[comp.arch] Networking for Distributed Computing

mccalpin@perelandra.cms.udel.edu (John D. McCalpin) (04/05/91)

The recent introduction of the HP "Snakes" computer systems
underscores a critical characteristic of modern scientific computing,
that is that the rules of the game change *very* quickly.

It is easy to convince one's self that the most cost-effective
computing environment over the long term (which in these days means "a
few years") is a heterogeneous distributed network, with low-cost
hardware that is updated incrementally.

It is vital in this case to use open systems and off-the-shelf
technology.   Unfortunately, the most commonly available networking
option (ethernet) uses a broadcast approach, which is definitely
sub-optimal for the communications needs of many "natural"
parallel distributed algorithms.

In talking to my IBM salescritter about this topic, he suggested using
an additional SCSI interface as the networking option.  I think that
this is a potentially important idea.  It uses off-the shelf hardware,
and only requires the writing of some (fairly simple?) SCSI device
drivers.

The system I envision would consist of some moderate number of
high-performance cheap workstations (IBM RS/6000-320 or HP/9000-720),
lets take 32 as an example.  An additional SCSI interface on each unit
would provide 7 high-speed, point-to-point interfaces, which could be
reconfigured (via a patch panel) to provide a large number of
different topologies, including: a line, a 2-D mesh, a 3-D mesh, a
ring, etc.

I believe that it would be easy to modify a Linda-like software system
to operate efficiently on such a system.  Simply map particular named
tuple-spaces into particular device drivers so that point-to-point
communications may be executed directly.  A "default" or un-named
tuple space could still be handled in a global fashion using the
broadcast network.  It might be used for things like global
accumulations and synchronization messages.

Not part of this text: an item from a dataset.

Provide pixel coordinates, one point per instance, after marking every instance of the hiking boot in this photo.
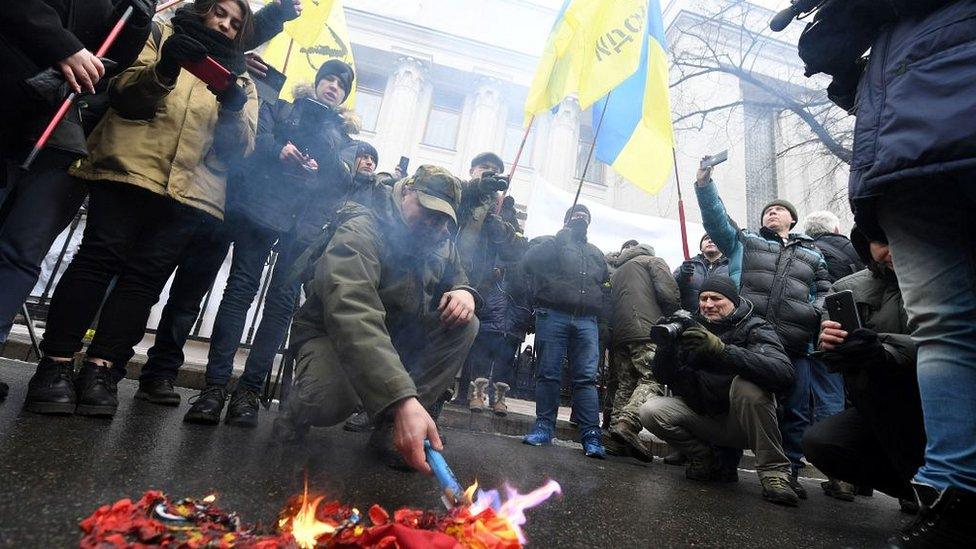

A suitably designed code (for example a 3-D spectral element code for
fluid dynamics using explicit time marching techniques) should be
capable of 1 GFLOPS performance on a network of 32 IBM RS/6000-320's.
With current university discounts and third-party memory, such a
system (with 32 MB RAM per node) could be assembled for less than
$500,000.  Apparently, the HP/9000-720 would be capable of slightly
higher performance at a similar cost (though I don't know about
3rd-party memory for the HP's).

So what is wrong with this idea?  Am I misunderstanding what can be
done with a SCSI interface or how hard the implementation of a
buffered FIFO would be?
--
John D. McCalpin			mccalpin@perelandra.cms.udel.edu
Assistant Professor			mccalpin@brahms.udel.edu
College of Marine Studies, U. Del.	J.MCCALPIN/OMNET

-- 
=========================== MODERATOR ==============================
Steve Stevenson                            {steve,fpst}@hubcap.clemson.edu
Department of Computer Science,            comp.parallel
Clemson University, Clemson, SC 29634-1906 (803)656-5880.mabell

mccalpin@perelandra.cms.udel.edu (John D. McCalpin) (04/06/91)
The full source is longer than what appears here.